Thermoset state estimation using infrared spectroscopy and predictive analytics
Title Granting Institution
Technische Universität Hamburg
Place of Title Granting Institution
By design fiber-reinforced plastics (FRP) show extraordinary specific strength and stiffness performance when compared to classic structural materials. Unfortunately, the extraordinary properties come at the price of complexity in design, manufacturing and operation. Most notably, manifold failure modes and complicated detectability of inherent damages represent a challenge for composite engineers until now. Throughout the life-cycle of composites, it is crucial to understand and track the material state in order to prevent premature failure. Due to the high-cost sensitivity of the composites sector implementing material health monitoring systems is usually not practical in application.
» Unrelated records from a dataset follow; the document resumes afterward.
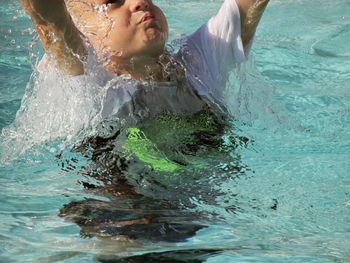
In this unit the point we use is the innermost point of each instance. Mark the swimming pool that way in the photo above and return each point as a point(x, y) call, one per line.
point(292, 203)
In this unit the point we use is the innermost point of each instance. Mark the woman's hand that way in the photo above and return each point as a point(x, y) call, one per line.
point(251, 11)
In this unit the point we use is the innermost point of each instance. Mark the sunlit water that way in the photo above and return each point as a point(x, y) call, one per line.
point(291, 202)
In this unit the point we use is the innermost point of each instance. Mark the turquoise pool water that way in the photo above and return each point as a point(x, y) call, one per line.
point(292, 203)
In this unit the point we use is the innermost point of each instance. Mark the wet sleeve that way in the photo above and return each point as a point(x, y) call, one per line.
point(213, 50)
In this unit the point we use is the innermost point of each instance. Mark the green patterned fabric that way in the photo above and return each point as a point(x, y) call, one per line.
point(171, 143)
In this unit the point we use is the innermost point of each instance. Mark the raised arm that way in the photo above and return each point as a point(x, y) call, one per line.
point(251, 12)
point(58, 34)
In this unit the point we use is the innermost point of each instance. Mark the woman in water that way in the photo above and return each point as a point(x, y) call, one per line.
point(166, 111)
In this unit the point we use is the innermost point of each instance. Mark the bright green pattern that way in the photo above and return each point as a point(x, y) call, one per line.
point(161, 140)
point(147, 152)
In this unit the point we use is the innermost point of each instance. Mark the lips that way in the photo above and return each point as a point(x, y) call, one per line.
point(146, 17)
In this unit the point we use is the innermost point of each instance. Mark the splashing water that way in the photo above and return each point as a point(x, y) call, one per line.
point(289, 202)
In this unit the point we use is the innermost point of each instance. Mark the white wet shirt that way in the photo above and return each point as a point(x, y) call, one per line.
point(57, 106)
point(209, 54)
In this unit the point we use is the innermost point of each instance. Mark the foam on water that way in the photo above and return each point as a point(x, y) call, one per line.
point(291, 201)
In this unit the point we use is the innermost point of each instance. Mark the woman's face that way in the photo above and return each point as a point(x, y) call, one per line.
point(121, 29)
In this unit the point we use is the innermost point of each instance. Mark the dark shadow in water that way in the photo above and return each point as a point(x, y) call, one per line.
point(149, 200)
point(183, 256)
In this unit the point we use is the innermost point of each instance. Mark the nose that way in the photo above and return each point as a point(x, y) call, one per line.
point(139, 5)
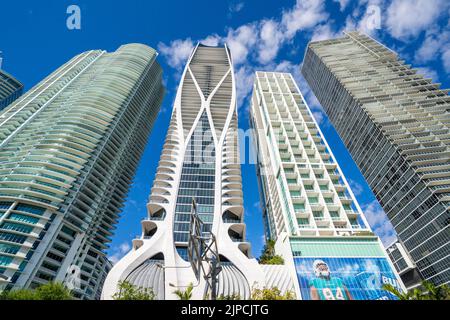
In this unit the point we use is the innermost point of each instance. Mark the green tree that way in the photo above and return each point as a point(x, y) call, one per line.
point(185, 294)
point(427, 291)
point(19, 294)
point(268, 255)
point(128, 291)
point(234, 296)
point(48, 291)
point(271, 294)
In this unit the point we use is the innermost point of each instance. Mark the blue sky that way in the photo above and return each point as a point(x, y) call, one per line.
point(262, 35)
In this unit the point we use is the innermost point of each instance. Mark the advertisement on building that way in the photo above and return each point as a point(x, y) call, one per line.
point(345, 278)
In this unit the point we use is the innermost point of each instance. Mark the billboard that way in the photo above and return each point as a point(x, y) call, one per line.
point(345, 278)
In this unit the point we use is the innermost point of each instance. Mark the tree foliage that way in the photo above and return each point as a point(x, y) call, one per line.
point(427, 291)
point(185, 294)
point(128, 291)
point(234, 296)
point(271, 294)
point(48, 291)
point(268, 255)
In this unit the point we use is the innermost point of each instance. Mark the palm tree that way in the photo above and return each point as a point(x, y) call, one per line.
point(186, 294)
point(268, 255)
point(428, 291)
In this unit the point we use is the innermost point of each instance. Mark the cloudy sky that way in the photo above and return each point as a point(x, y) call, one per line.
point(262, 35)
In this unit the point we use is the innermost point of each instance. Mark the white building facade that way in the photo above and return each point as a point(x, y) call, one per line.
point(308, 206)
point(199, 160)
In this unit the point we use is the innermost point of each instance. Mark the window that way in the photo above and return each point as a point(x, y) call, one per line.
point(30, 209)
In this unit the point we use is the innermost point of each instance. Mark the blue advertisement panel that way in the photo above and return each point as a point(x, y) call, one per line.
point(345, 278)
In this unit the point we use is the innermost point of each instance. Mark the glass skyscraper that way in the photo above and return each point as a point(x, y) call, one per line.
point(309, 209)
point(10, 89)
point(69, 148)
point(199, 160)
point(396, 125)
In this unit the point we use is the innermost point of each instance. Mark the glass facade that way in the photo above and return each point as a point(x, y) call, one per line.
point(197, 181)
point(307, 197)
point(10, 89)
point(68, 152)
point(396, 125)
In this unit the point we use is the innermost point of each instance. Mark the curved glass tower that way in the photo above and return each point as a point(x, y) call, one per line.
point(10, 89)
point(68, 151)
point(396, 125)
point(199, 160)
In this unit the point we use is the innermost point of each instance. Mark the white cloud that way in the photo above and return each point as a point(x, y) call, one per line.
point(324, 32)
point(342, 4)
point(408, 18)
point(379, 222)
point(428, 50)
point(244, 77)
point(428, 73)
point(236, 7)
point(271, 40)
point(240, 41)
point(305, 14)
point(211, 40)
point(177, 53)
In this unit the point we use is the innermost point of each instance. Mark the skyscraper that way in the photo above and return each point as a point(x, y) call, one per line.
point(69, 148)
point(10, 89)
point(199, 160)
point(404, 265)
point(396, 125)
point(308, 206)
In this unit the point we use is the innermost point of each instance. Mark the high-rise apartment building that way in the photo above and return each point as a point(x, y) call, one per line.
point(200, 161)
point(69, 148)
point(396, 125)
point(10, 89)
point(404, 265)
point(308, 206)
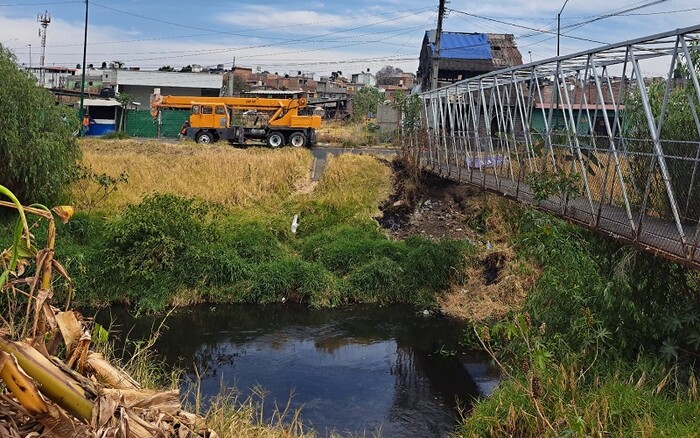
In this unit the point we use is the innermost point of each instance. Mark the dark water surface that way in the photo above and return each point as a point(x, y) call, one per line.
point(360, 369)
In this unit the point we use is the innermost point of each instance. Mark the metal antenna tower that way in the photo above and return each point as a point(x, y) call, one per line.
point(44, 19)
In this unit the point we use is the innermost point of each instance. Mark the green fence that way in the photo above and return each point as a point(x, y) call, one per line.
point(142, 124)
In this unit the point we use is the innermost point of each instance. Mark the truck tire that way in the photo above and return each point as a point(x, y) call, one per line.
point(204, 138)
point(275, 139)
point(297, 139)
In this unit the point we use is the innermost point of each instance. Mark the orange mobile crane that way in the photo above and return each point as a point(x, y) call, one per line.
point(277, 121)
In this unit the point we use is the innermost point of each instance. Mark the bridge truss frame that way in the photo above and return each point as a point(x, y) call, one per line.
point(592, 137)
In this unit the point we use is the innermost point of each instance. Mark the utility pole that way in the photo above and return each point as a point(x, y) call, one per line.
point(436, 54)
point(559, 24)
point(82, 79)
point(45, 20)
point(229, 87)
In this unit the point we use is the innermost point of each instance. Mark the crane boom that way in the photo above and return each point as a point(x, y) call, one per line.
point(211, 119)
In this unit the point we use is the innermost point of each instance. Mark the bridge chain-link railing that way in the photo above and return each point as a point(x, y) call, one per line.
point(608, 138)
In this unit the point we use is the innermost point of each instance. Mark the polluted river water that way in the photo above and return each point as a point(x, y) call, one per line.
point(365, 370)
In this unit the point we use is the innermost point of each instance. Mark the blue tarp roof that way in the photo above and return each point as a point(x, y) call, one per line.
point(463, 46)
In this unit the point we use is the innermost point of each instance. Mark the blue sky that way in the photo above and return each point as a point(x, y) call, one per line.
point(315, 36)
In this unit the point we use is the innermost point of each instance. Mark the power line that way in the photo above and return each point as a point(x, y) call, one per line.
point(38, 4)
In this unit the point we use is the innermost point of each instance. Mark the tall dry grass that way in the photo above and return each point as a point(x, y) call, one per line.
point(233, 177)
point(349, 135)
point(355, 180)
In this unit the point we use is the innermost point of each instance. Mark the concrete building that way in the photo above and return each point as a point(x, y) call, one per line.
point(364, 79)
point(140, 84)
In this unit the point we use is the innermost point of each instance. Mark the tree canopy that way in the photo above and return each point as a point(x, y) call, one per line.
point(38, 151)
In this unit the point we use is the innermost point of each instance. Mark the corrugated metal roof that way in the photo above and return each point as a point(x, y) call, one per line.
point(456, 45)
point(101, 102)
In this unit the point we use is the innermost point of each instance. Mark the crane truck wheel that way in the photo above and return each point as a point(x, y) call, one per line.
point(275, 139)
point(297, 139)
point(204, 138)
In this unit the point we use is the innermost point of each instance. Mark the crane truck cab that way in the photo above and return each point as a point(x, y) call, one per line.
point(276, 121)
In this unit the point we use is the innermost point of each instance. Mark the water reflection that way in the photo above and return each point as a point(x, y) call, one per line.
point(352, 370)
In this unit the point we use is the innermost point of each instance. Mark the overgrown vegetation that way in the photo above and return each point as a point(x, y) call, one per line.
point(599, 349)
point(37, 149)
point(349, 134)
point(170, 249)
point(365, 103)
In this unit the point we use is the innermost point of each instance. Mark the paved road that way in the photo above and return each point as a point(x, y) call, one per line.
point(321, 153)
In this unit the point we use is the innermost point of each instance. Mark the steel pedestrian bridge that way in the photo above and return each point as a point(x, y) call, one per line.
point(607, 138)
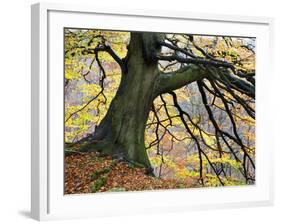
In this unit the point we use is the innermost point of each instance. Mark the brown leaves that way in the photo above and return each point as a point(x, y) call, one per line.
point(120, 177)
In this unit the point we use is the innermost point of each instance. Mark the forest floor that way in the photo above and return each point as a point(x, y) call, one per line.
point(90, 173)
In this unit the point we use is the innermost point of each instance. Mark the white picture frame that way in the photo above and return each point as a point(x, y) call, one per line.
point(48, 201)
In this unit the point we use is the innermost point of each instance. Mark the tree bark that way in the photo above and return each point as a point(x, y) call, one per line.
point(121, 132)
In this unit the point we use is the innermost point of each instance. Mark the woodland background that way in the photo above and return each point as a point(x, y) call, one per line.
point(15, 163)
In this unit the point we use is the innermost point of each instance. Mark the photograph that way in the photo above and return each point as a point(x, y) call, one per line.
point(147, 111)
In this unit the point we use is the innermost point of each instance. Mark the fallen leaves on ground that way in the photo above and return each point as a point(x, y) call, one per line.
point(121, 176)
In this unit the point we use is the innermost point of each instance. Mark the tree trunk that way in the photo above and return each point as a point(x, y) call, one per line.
point(121, 132)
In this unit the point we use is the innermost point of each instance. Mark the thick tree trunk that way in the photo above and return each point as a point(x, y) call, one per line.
point(121, 132)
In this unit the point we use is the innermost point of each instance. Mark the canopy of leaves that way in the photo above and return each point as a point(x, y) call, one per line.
point(204, 130)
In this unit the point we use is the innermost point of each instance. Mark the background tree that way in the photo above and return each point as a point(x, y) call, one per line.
point(165, 89)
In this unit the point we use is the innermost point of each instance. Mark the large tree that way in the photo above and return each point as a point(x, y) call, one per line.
point(155, 65)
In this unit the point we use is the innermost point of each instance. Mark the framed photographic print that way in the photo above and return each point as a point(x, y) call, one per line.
point(148, 111)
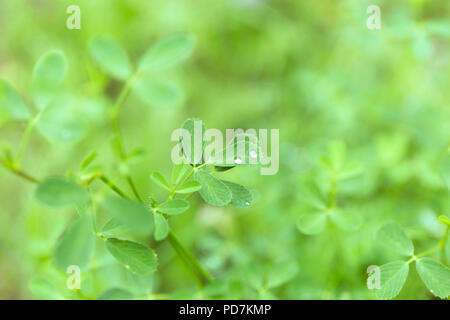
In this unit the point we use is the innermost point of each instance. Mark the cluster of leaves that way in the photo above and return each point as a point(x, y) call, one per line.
point(320, 206)
point(130, 222)
point(434, 274)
Instead, non-destructive testing (NDT) methods are usually applied to assure structural integrity and damages within allowed limitations at planned maintenance events. Nonetheless, currently available NDT methods are insufficient to fully cover all possible damage scenarios. In this work a new approach to determine material properties of the epoxy resin component using Fourier-transform infrared spectroscopy (FTIR)-spectroscopy is presented. It is shown that by post-processing the acquired molecular information the material state can be determined and based on this material state inherent material properties such as strength can be predicted. First, starting with the evaluation of manufacturing parameters it is shown that by using classic chemometrics techniques FTIR measurements can be used to quantify the mixing ratio of an epoxy resin fast and reliable. Thereafter, material changes due to mechanical loading in creep are observed and described by applying advanced feature extraction methods. Finally, specimens exposed to thermal loads are analyzed and it is confirmed, that the residual strength can be determined solely by applying FTIR measurements and machine learning algorithms. Furthermore, it is demonstrated, that the method is suitable to reveal the material exposure history. It is shown that an accurate prediction of mechanical properties, as well as the processing and degradation parameters, can be derived from the measurements and significantly improved by applying data processing and machine learning methods.